A raucous and emotional debate over a measure that would allow parents to “trigger” the takeover of their local school by for-profit corporations exposed raw nerves in the Senate and left the future of the bill murky entering the last day of the 2012 legislative session, reports Brandon Larrabee of the News Service of Florida.
Opponents of the proposal (SB 1718) said they felt confident that they had the 20 votes needed to kill the measure by forcing a tie in the 40-seat chamber. But a series of vote on amendments at times raised as many questions as answers about which side would prevail if and when the bill gets a final vote.
A dozen Republican senators voted against the bill’s sponsor, Sen. Lizbeth Benacquisto, on at least one of the six amendments where roll-call votes were taken. Six of those voted opposite Benacquisto, R-Fort Myers, while one went the other way on three of the measures.
If Democrats hold firm — as they did on each of the votes Thursday — opponents would need votes from eight of the 28 Republicans in the Senate to kill the bill.
At the same time, supporters of the measure prevailed on four of the six roll call votes and several voice votes — the latter called by Senate President Mike Haridopolos, R-Merritt Island, who supports the bill.

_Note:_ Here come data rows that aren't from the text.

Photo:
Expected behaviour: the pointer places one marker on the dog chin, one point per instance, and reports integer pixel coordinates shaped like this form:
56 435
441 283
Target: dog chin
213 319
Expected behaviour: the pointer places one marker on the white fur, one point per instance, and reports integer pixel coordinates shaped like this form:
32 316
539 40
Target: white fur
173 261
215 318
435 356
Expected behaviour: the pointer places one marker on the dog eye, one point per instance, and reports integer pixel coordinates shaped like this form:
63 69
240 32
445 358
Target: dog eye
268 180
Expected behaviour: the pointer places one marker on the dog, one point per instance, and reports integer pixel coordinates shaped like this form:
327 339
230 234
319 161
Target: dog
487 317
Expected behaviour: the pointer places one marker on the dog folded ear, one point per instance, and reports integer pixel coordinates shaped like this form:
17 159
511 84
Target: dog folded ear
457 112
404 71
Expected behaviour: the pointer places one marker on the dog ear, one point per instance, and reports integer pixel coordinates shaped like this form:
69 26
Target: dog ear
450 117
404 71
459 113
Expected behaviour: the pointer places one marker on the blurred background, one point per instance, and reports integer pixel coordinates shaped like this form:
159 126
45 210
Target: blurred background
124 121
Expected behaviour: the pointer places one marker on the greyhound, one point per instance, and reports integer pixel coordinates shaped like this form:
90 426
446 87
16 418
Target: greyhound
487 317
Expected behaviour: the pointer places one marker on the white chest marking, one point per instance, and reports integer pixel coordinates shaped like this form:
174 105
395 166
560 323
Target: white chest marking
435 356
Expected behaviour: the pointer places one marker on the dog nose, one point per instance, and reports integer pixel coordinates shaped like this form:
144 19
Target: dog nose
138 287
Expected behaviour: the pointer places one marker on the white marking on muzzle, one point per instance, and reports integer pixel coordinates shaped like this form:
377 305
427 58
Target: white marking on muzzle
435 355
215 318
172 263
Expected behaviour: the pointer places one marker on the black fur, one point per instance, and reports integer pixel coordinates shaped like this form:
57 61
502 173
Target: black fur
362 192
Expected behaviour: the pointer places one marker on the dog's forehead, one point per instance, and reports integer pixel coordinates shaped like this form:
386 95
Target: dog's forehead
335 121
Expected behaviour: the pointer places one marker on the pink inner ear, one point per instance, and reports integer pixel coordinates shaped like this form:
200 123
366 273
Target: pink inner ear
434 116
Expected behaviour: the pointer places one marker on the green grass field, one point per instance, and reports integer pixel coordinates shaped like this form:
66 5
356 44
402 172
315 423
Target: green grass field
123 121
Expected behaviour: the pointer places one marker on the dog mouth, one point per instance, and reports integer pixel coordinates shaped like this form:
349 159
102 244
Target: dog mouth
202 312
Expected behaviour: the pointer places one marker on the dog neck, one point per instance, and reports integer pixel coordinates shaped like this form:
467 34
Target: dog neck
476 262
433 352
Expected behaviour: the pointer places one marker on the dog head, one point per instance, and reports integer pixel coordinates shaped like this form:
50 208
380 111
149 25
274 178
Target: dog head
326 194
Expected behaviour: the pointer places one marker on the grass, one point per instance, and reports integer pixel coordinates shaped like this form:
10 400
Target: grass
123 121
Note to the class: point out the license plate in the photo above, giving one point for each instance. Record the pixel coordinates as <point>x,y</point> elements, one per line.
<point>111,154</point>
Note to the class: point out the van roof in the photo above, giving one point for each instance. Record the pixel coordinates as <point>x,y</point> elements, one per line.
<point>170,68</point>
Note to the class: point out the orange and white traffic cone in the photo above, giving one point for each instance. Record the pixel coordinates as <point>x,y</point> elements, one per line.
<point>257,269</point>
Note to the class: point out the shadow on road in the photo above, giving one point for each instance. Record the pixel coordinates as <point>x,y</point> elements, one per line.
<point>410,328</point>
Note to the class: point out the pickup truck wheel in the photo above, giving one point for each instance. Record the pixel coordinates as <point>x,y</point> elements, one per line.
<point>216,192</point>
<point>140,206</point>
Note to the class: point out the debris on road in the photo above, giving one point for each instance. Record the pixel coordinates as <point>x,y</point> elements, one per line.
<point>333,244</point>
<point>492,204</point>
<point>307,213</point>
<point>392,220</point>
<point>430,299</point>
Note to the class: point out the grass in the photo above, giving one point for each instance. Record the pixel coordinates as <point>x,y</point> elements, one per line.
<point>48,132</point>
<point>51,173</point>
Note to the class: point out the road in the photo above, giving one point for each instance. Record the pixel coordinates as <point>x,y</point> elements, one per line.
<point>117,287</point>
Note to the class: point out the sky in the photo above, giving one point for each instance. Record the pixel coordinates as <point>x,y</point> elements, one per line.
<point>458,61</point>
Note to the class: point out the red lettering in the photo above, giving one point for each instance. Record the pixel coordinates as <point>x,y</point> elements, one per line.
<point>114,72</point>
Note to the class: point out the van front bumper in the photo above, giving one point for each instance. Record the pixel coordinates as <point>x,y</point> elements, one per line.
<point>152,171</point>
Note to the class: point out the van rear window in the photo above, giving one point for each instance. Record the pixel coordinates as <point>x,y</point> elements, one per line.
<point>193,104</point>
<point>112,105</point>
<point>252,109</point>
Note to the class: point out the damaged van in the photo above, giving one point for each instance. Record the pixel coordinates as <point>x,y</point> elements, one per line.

But Sen. Paula Dockery, R-Lakeland, said critics of the bill stood up against “the forces of power” in the form of hostile rulings and procedures and proved that the bill was in trouble.
“We’re there,” Dockery said. “I predict the vote will be 20-20 tomorrow.”
Sen. Evelyn Lynn, an Ormond Beach Republican who is among the proposal’s sharpest critics, said she believed “it’s a good possibility” that the votes already exist to beat back the measure.
Another critic, Republican Sen. Nancy Detert of Venice, said she saw the current vote as a tie but wasn’t sure the opponents had locked up 20 votes.
“I think we have a lot of people on the fence that are legitimately listening to the arguments,” Detert said.
But at least one Republican known to sometimes break with her party’s leadership, and who voted with opponents on two amendments, said late Thursday she was leaning toward voting for the bill — based at least in part on the amendments that did pass.
“I think we’ve done everything that we can” to improve the process, Sen. Ronda Storms of Valrico said.
At issue is a bill that would give parents sweeping new powers over the schools their children attend. Parents could petition their school board to adopt a specific turnaround option for any school that drew an “F” on state report cards for two straight years. If a majority of parents sign the petition, the district would either have to implement the plan or submit both the parents’ plan and its own choice to the State Board of Education.
Supporters say the measure has been successful when tried elsewhere and has the potential to spark more parental involvement in failing schools.
“These are just parents, parents that just want an opportunity for their child to go to a better school,” said Senate Majority Leader Andy Gardiner, R-Orlando.
Critics say that for-profit charter school companies could manipulate the process for their own gain.
During debate over the amendments Thursday, the two sides clashed over the process that would surround how petition drives would work and how the schools would be operated if they were converted.
One of the most heated clashes surrounded a pair of amendments — one by Benacquisto, one by Dockery — dealing with attempts to essentially bribe parents to sign petitions. While both barred the practice, Dockery’s would have provided criminal penalties. Benacquisto’s passed despite complaints that it wouldn’t effectively stop the practice.
“Anybody who is naive enough, naive enough in this process to think that somebody’s not going to offer either money or rewards or gifts or something, hasn’t been around very, very long,” Lynn said.
Supporters of the bill argued that stiff penalties went too far.
“To criminalize a parent who simply wants to do the right thing by their child is wrong,” Benacquisto said.
In an emotional speech, Sen. Chris Smith, D-Fort Lauderdale, slammed that as hypocrisy, saying the amendments were semblable to an elections bill approved by Republicans last year that cracked down on third-party voter-registration groups in the name of stopping fraud.
“But now it’s overreaching? It’s undemocratic?” Smith bellowed. “Are you kidding me?”